While traders' attentions were as usual focused on the latest developments in China last night, around 9pm ET we pointed out that the real action was taking place in Japan, where the 10Y yield had blown out beyond the BOJ's designated range of 0.00%-0.10%...
... and had even crossed into the range above 0.11% where the BOJ traditionally launches its Fixed Rate Operation, also known as Unlimited Buying of JGBs beyond a given rate, something it did most recently on Monday morning (after a 7 month hiatus) when JGB yields also blew out sharply.
Which is why we were wondering when the BOJ would announce the latest "unlimited buying" operation to defend Japanese bonds from a further rout.
And it wasn't just us: so were all bond traders and central bank watchers, and yet the hours passed and still nothing from Kuroda.

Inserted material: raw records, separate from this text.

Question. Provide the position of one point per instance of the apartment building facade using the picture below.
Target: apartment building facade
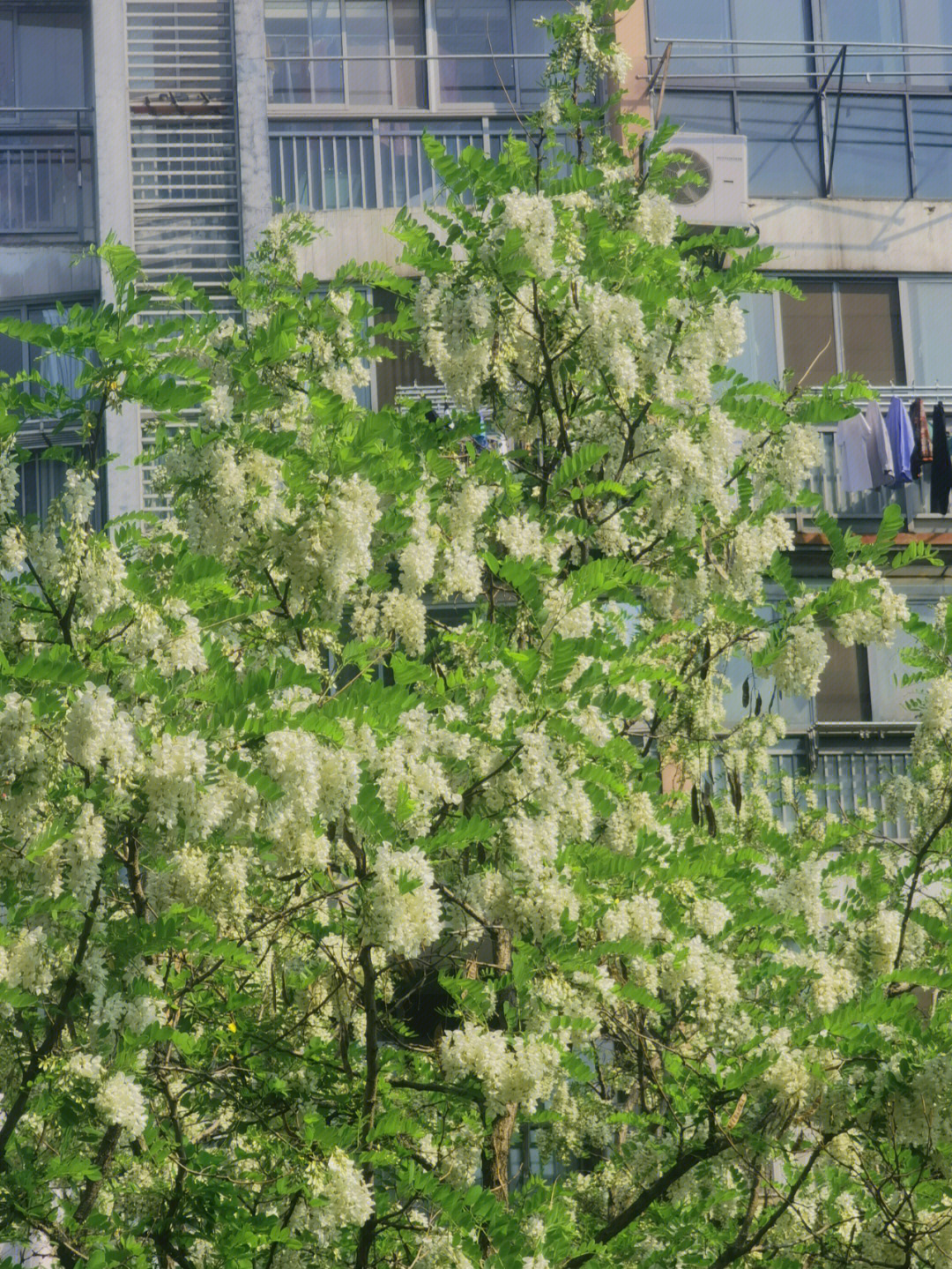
(180, 126)
(844, 115)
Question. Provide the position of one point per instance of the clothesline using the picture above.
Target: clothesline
(874, 452)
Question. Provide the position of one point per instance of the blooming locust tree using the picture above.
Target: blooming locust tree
(359, 821)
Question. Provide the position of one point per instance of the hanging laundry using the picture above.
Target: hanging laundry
(941, 463)
(899, 429)
(922, 451)
(877, 447)
(853, 454)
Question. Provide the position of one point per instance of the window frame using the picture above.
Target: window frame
(15, 9)
(431, 56)
(33, 439)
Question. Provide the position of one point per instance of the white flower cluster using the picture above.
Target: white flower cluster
(521, 1072)
(97, 731)
(411, 768)
(318, 780)
(78, 497)
(521, 537)
(86, 847)
(656, 219)
(419, 557)
(28, 962)
(532, 217)
(121, 1101)
(801, 660)
(173, 780)
(614, 329)
(882, 612)
(463, 569)
(636, 919)
(402, 907)
(343, 1194)
(19, 742)
(455, 337)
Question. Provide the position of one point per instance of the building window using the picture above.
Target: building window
(703, 34)
(41, 479)
(46, 135)
(373, 54)
(784, 145)
(346, 52)
(871, 158)
(929, 320)
(844, 326)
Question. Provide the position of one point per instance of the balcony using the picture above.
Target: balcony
(864, 511)
(823, 118)
(333, 164)
(46, 174)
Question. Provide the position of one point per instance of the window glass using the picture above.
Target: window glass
(532, 40)
(288, 51)
(873, 339)
(758, 357)
(699, 112)
(783, 145)
(773, 23)
(929, 22)
(932, 129)
(368, 54)
(865, 23)
(844, 694)
(809, 343)
(410, 47)
(691, 25)
(929, 324)
(471, 41)
(871, 159)
(890, 699)
(326, 49)
(49, 58)
(6, 84)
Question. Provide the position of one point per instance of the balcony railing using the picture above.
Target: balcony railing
(844, 764)
(408, 81)
(864, 63)
(46, 173)
(333, 164)
(868, 505)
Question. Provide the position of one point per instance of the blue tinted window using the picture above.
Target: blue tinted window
(861, 25)
(700, 29)
(932, 136)
(700, 112)
(870, 158)
(784, 147)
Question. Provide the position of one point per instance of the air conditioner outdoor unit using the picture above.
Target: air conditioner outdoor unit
(720, 197)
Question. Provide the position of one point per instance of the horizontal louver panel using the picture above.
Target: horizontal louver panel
(184, 141)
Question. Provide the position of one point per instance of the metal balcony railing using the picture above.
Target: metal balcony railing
(46, 173)
(827, 480)
(411, 81)
(335, 164)
(864, 63)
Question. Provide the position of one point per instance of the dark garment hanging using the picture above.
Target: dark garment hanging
(922, 450)
(941, 463)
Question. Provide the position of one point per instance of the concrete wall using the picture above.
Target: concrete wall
(255, 165)
(123, 436)
(352, 235)
(856, 235)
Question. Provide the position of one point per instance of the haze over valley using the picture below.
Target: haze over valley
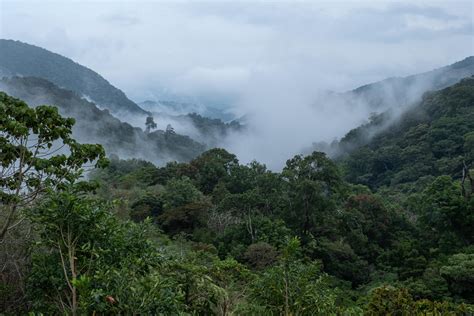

Then, finally, just around 1am ET or 4 hours after the rout had started, the BOJ couldn't take it any more and announced the long overdue fixed-rate operation for the second time in 5 days after the 10-year yield rose to its highest level in more than a year.
While the BOJ's latest intervention resulted in a lot of relieved traders as the lack of any intervention almost convinced markets that Kuroda was willing to let the long end JGBs "slide", there was a difference: this BOJ offered to buy 10-year debt at 0.10% vs 0.11% at its previous operations. And also unlike Monday's operation, today the central bank actually did end up buying some 94BN yen worth of 10-year bonds.